Phishing for a Friend
- Written by Tracy Scott
- Category: Articles
In-app messaging is nothing new. Mobile device users have had their digits on instant messaging platforms since at least the mid-'90s. Before that, people sat in front of oversized computer screens to chat with other online users.
Understanding how these scams work is your best defense against becoming a victim.
Fast forward to today, and the popularity of instant messaging apps has only increased. People use them to quickly send photos, emojis, and other text-based communications to family, friends, and even strangers. But someone else wants in on the conversation.
Crafty crooks need friends, too. Or is it something else they're after?
(In-app message communication)
Hallie: Hey, it's me!
Autumn: Was up?
Hallie: Hear about the free gov stim?
Autumn: Y – already got mine.
Hallie: There's more. Click this link to apply before it's all gone.
Autumn: For rlz???
Autumn: K – I'll sign up now. Gotta get back 2 work in a few.
Hallie clicks the link and enters her personal information, including her Social Security number. Then she's redirected to the login page of the messaging platform. She thinks little of it since the link was sent to her by a trusted friend. Hallie enters her login credentials, sends a few more messages, and then returns to work.
(Local coffee shop)
Autumn: Did you get your money yet?
Hallie: What money?
Autumn: Haha, very funny. That extra government stimulus money you messaged me about yesterday.
Hallie: I don't know what you're talking about.
Autumn pulls out her phone and opens up the in-app conversation. Hallie reads the message. It's just like Autumn described. A chill runs through Hallie as she sees her profile name and picture attached to the communication.
Hallie: I didn't send you that.
Autumn: Not funny.
Hallie: I'm not laughing.
Later that evening, things go from bad to worse — Autumn can no longer access the messaging platform.
After a few minutes of researching messaging scams online, Hallie and Autumn realize they'd been used in an instant messaging phishing scam. The fraudsters hacked Hallie's account, sent the same message to all her contacts, and then did the same to Autumn. Hallie and Autumn immediately called all their contacts to let them know what happened.
But it was too late for half of Hallie's contacts — the crooks fooled them with the fake profile and stole their private data and login credentials.

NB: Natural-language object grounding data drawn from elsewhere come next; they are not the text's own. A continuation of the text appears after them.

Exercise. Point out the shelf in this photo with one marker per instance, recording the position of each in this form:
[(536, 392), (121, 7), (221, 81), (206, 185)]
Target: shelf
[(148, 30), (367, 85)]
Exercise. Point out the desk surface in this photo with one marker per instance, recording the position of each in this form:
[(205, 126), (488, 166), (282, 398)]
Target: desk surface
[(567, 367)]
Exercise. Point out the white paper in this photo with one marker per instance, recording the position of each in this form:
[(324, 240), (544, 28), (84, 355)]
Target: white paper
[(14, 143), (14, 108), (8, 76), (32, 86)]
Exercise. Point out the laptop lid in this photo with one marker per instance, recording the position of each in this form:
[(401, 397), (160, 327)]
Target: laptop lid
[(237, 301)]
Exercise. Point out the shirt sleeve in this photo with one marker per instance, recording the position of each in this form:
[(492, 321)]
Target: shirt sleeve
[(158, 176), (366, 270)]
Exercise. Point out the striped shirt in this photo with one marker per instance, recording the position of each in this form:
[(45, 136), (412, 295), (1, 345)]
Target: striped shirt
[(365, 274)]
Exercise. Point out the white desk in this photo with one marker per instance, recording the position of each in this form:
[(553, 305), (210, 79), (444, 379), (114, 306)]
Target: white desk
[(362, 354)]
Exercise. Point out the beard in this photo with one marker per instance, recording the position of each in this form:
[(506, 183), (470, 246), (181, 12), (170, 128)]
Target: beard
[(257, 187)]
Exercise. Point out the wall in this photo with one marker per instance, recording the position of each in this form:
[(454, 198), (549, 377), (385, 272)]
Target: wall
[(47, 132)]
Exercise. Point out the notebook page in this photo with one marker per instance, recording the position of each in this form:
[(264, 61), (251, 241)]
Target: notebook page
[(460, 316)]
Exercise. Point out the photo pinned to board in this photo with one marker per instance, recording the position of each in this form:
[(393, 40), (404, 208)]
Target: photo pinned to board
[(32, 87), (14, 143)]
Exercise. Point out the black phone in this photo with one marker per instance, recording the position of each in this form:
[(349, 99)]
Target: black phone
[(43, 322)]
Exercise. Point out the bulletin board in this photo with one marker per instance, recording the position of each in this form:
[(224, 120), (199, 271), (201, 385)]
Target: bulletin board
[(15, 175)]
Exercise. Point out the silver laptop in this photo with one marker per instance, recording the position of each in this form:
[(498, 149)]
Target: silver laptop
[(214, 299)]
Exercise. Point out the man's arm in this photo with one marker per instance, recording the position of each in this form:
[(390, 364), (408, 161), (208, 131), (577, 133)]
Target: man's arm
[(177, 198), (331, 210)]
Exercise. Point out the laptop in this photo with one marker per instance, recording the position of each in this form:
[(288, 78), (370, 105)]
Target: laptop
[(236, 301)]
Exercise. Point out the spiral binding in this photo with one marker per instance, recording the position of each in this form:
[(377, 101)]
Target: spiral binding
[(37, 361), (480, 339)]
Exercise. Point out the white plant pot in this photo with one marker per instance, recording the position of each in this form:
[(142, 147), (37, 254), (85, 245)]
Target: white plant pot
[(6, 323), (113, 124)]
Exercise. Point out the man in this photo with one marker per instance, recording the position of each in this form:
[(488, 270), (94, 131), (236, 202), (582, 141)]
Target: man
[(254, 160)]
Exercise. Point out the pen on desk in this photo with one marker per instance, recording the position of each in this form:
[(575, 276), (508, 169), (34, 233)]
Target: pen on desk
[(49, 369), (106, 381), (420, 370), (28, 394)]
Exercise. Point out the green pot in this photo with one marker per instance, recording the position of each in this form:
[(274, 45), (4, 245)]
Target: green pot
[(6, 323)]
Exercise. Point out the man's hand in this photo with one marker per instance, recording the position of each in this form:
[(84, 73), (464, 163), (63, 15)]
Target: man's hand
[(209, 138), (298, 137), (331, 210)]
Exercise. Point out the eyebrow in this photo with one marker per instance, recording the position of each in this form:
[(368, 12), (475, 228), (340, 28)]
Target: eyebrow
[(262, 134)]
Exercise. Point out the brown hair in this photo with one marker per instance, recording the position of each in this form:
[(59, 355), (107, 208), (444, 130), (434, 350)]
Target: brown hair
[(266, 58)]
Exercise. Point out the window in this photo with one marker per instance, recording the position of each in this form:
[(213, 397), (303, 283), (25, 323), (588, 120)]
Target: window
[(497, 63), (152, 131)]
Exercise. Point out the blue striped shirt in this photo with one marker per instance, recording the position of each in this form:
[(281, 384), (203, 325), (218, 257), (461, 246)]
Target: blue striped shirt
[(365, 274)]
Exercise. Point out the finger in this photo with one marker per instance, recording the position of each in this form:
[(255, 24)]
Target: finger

Protect Yourself from In-app Phishing Scams
Understanding how these scams work is your best defense against becoming a victim. If you receive information from a trusted friend about an opportunity that seems too good to be true, talk with them in person before acting. You can also enable two-factor authentication, so you're alerted to any attempts to change your login credentials.
If you suspect an online account is pretending to be someone you know, follow the app's instructions for blocking the user profile. Then report the phishing attempt to the app company. And be sure to tell your friend right away so they can warn their contacts that their account has been compromised.